Des secrets de famille inavouables
Dans la Nouvelle Orléans du début des années 1960, une grand-mère se souvient de l’histoire de sa famille, propriétaire de plantations de génération en génération depuis le début XIXe siècle. Mal à l’aise avec certains de ses souvenirs qui évoquent le passé esclavagiste de la Louisiane, elle peine à trouver les mots pour répondre aux questions de ses filles et petites filles. Elle choisit alors de se confier à sa bonne.
Le premier tome de Louisiana, la couleur du sang est ainsi consacré à la première génération de planteurs, au début du XIXe siècle. Dans ce monde d’hommes raciste, misogyne et violent, les femmes oscillent entre la résignation, la révolte et la fuite. Si les esclaves, régulièrement abusées sexuellement par leurs « maîtres » blancs, sont les plus maltraitées, rares sont les femmes blanches qui échappent au sadisme et au mépris des hommes.
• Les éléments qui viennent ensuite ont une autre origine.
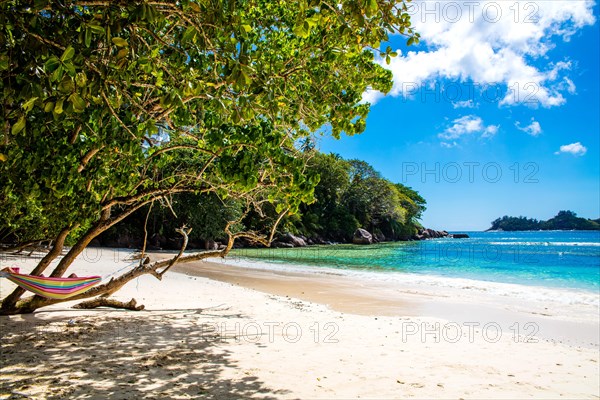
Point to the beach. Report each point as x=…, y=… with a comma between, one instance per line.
x=235, y=329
Une violence raciste mais aussi sexuée
Le scénario de Léa Chrétien a l’avantage de mettre en avant un bel exemple de solidarité féminine, à travers la relation entre une fille de planteur et une ancienne esclave affranchie. Son approche est toutefois un peu trop manichéenne. Les hommes blancs sont tous présentés comme des monstres, et leurs femmes comme des victimes. En réalité, les femmes de planteurs étaient souvent tout aussi actives que les hommes dans la perpétration d’un système d’oppression fondé sur des préjugés racistes. Les hommes esclaves sont, quant à eux, quasiment absents du récit.
La tonalité des dialogues est parfois un peu trop directe et « moderne » pour l’époque (notamment les conversations entre mari et femme), mais leur contenu permet de comprendre les modes de pensée alors dominants. Louisiana, la couleur du sang montre notamment comment le puritanisme religieux s’accommode des abus sexuels sur les femmes esclaves. Puisque celles-ci sont considérées comme des objets, propriétés de leurs maîtres, leur viol par des hommes mariés ne saurait constituer un « péché »…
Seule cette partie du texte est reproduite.